Tom Crouch, senior curator for aeronautics at the Smithsonian Institution, which displays Wilbur and Orville Wright’s plane at the National Air and Space Museum, said Whitehead’s backers are “absolutely wrong.”
“Whitehead’s legend has spawned much speculation and hearsay,” he said. “People who have looked at this over the years … almost unanimously reject the claim.”
Connecticut has a long and storied history in aviation. Aircraft engines were made at Pratt and Whitney in East Hartford beginning in 1925, and a desk used by Charles Lindbergh is still on display at the jet engine manufacturer. And famed helicopter maker Igor Sikorsky set up shop in Stratford in 1929 to make seaplanes.

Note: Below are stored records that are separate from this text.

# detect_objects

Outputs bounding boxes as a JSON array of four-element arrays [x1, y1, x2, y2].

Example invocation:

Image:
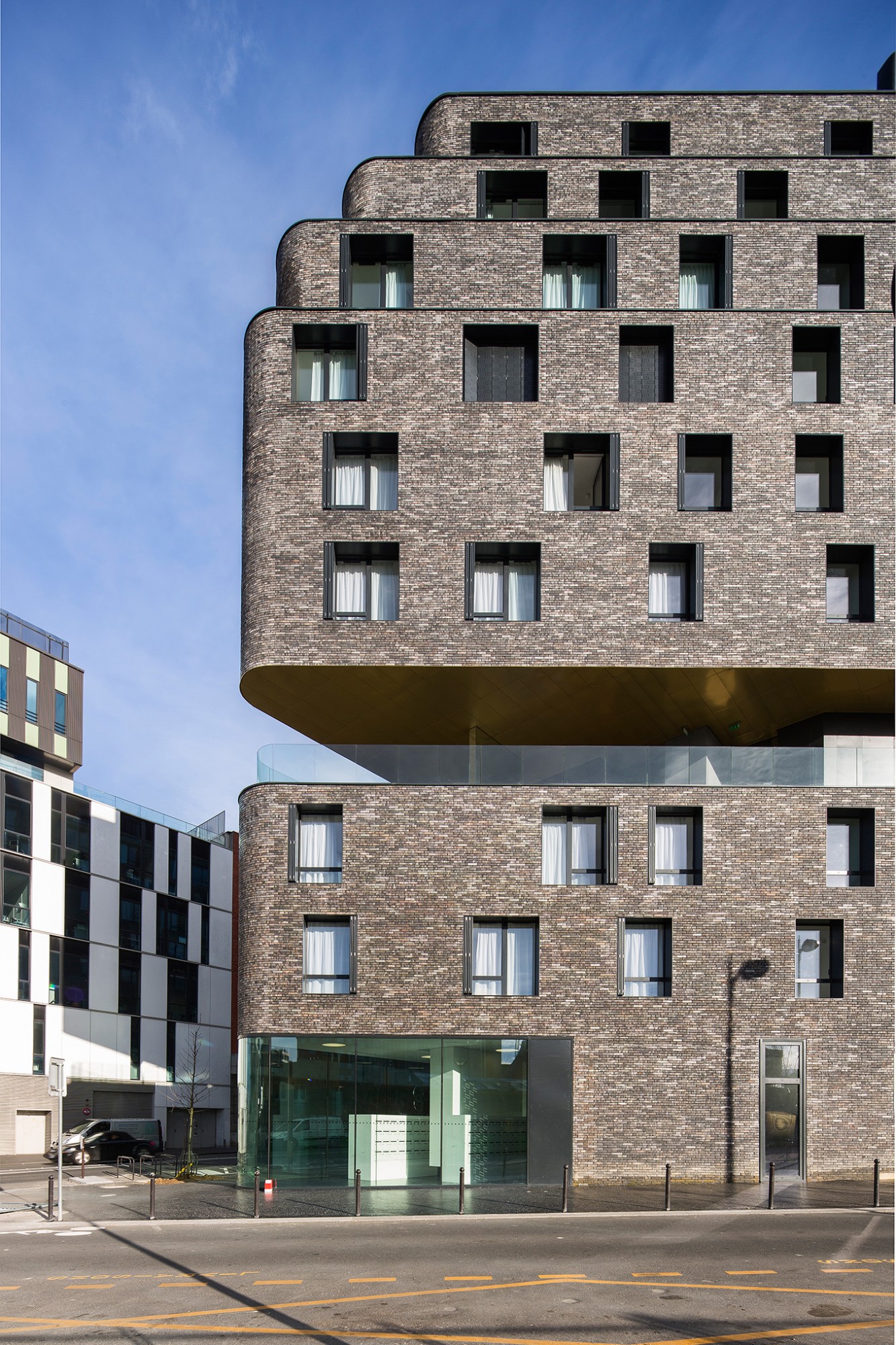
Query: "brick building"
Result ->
[[238, 70, 895, 1185]]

A recent burst of interest in Whitehead followed a documentary by an Australian historian, John Brown. In addition, Whitehead Research Committees in the United States and Germany have stoked interest. Jane’s All the World’s Aircraft, an influential industry publication, recently cited contemporary news accounts in concluding that Whitehead beat the brothers from Dayton, Ohio, into the air.
Janet Bednarek, a professor of aviation history at the University of Dayton, said many are seeking a share of the credit for flight development, but Whitehead’s supporters “seemed to be particularly persistent.”

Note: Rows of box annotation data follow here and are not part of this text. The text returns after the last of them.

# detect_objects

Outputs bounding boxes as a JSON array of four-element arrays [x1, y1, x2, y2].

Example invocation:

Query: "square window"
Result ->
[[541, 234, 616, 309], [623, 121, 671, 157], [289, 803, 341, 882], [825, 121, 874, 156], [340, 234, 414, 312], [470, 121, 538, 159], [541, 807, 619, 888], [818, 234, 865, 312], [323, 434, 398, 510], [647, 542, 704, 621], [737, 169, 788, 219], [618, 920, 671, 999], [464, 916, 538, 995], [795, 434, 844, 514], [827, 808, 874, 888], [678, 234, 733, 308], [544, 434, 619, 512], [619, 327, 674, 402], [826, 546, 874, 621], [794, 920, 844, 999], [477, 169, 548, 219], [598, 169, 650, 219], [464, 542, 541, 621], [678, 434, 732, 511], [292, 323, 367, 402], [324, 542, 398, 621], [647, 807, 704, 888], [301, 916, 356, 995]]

The Wright brothers were the first to combine the lift, control and thrust systems, she said.
“They put it all together for what was really the first modern airplane and demonstrated it,” she said. “Every airplane that has flown can trace its lineage to that Wright brothers’ plane in 1903,” something Whitehead cannot claim.

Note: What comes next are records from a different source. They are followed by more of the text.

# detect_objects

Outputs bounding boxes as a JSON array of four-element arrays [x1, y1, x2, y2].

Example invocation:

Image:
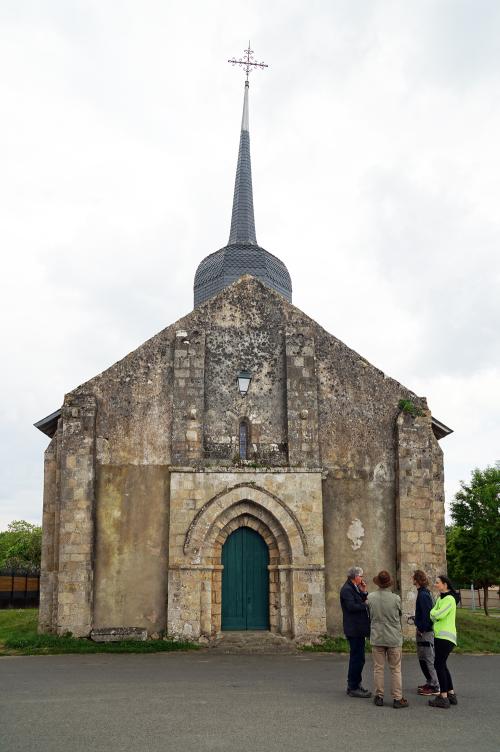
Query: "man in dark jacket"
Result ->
[[340, 567, 372, 697], [413, 569, 439, 695]]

Andrew Kosch, a high school science teacher in Milford, said he has been working 30 years to promote Whitehead’s achievement. He lobbied the legislature and even persuaded Chip’s Family Restaurant in Fairfield to name an omelet the No. 21, for the plane Whitehead flew.
He said the aviator is well-known in Connecticut for flying before the Wright brothers and the world needs to know it.
“How can you prove someone didn’t fly? That’s what the Smithsonian is trying to do,” Kosch said.
He and Miller said the Smithsonian is forbidden by a contract with the executors of the Wright brothers’ estate to admit that anyone else was the first to fly.
Crouch said the Smithsonian signed a contract with two heirs of the Wright brothers’ estate in 1948, after the brothers’ deaths. The heirs insisted on the provision, he said, because they fought a fraudulent claim of early flights for 20 years.
It doesn’t change what he said is the fact that Wilbur and Orville Wright operated the first heavier-than-air machine.
“What they achieved changed the face of the world,” he said. “They were the ones who took those final steps. They deserve the credit for it.”
Kosch will not be persuaded to reject Whitehead.
“I do everything I can to keep the story alive,” he said.